Sebastian Schröder
Die Kriegs- und Domänenkammer in Minden war unter anderem in Wirtschaftsangelegenheiten der Territorien Minden und Ravensberg zuständig. Ein besonderes Augenmerk sollten die landesherrlichen Beamten auf die Förderung von Handel und Gewerbe legen. In diesem Zusammenhang konnte es schon mal vorkommen, dass ihnen die Untertanen Entdeckungen oder Entwicklungen präsentierten. Einen gesetzlich geregelten Patentschutz gab es seinerzeit jedoch noch nicht. Der Herrscher konnte lediglich Privilegien gewähren, damit niemand anderes sich die Entdeckung zu eigen machte. Gefragt waren freilich vor allem die ausgelobten Prämien.
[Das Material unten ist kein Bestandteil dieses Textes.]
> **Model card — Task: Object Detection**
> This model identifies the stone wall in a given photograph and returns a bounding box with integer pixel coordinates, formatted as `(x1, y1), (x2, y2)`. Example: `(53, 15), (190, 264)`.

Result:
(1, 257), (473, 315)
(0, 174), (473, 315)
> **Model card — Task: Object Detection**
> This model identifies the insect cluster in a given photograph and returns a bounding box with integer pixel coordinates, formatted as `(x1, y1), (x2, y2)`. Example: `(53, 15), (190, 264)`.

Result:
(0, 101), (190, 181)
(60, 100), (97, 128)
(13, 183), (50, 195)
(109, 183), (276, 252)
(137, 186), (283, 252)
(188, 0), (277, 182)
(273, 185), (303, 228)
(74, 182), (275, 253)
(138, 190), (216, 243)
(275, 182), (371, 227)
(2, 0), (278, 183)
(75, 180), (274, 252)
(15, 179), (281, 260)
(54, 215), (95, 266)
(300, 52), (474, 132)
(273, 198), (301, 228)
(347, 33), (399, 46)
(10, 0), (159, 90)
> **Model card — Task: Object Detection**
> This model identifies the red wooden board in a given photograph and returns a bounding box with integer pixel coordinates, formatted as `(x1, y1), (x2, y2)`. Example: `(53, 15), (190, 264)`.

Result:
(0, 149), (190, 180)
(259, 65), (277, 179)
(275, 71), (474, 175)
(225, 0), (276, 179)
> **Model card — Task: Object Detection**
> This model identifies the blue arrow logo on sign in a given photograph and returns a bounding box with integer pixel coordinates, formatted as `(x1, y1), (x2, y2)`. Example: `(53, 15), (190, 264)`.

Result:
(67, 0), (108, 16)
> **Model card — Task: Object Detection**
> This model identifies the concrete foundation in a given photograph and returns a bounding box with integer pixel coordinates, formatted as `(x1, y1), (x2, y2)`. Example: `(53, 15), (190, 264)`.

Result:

So wandte sich etwa der Mindener Tabakfabrikant Schaper im Mai 1805 an die Kammer. Gut ein Jahr weile er nun schon in der Stadt. Sein großes Interesse galt der Weser, die den Ort querte. Schaper beobachtete nicht nur die natürlichen Veränderungen des Flusses, sondern auch, dass die Schiffe stromaufwärts nicht fahren konnten. Sie wurden mithilfe von Pferden, die man auf sogenannten Treidelpfaden am Ufer entlang führte, an Seilen stromaufwärts gezogen. Diese Pferdelinienzüge sorgten allerdings für zahlreiche Proteste. Wer Ländereien an der Weser besaß, beschwerte sich beispielsweise darüber, dass die Huftiere die Feldfrüchte zerstörten. Schiffer klagten über unzuverlässige Fuhrleute und die Linienzieher über eine ungerechte Behandlung. Schaper sah aber einen Ausweg für die Misere: Er meinte, „daß die hiesigen Schiffer bey weiten wohlfeiler fahren können, wenn die Schiffe vermöge einer Maschiene, die aus Rädern bestehet, getrieben werden“. Der Tabakfabrikant versprach, dass die „Maschine hier mit Nutzen angewendet werden kann, dafür bürgen meine langjährigen Reisen und Erfahrungen; und ich versichere als ein rechtschaffener Mann, daß diese Erfindung nicht abenteuerlich, sondern würklich von Nutzen ist.“ Schaper bot den Kriegs- und Domänenräten an, das Weserbereisungsschiff, mit dem die landesherrlichen Beamten Deiche, Häfen und Schlachten kontrollierten, entsprechend auszurüsten – bestimmt würden sich einige Finanziers finden. Zugleich beantragte Schaper einen Zuschuss aus den königlichen Kassen in Höhe von 50 bis 70 Reichstalern. Erweise sich die Entwicklung als erfolgreich, verlange er „ein angemeßenes Douceur“, also eine finanzielle Anerkennung.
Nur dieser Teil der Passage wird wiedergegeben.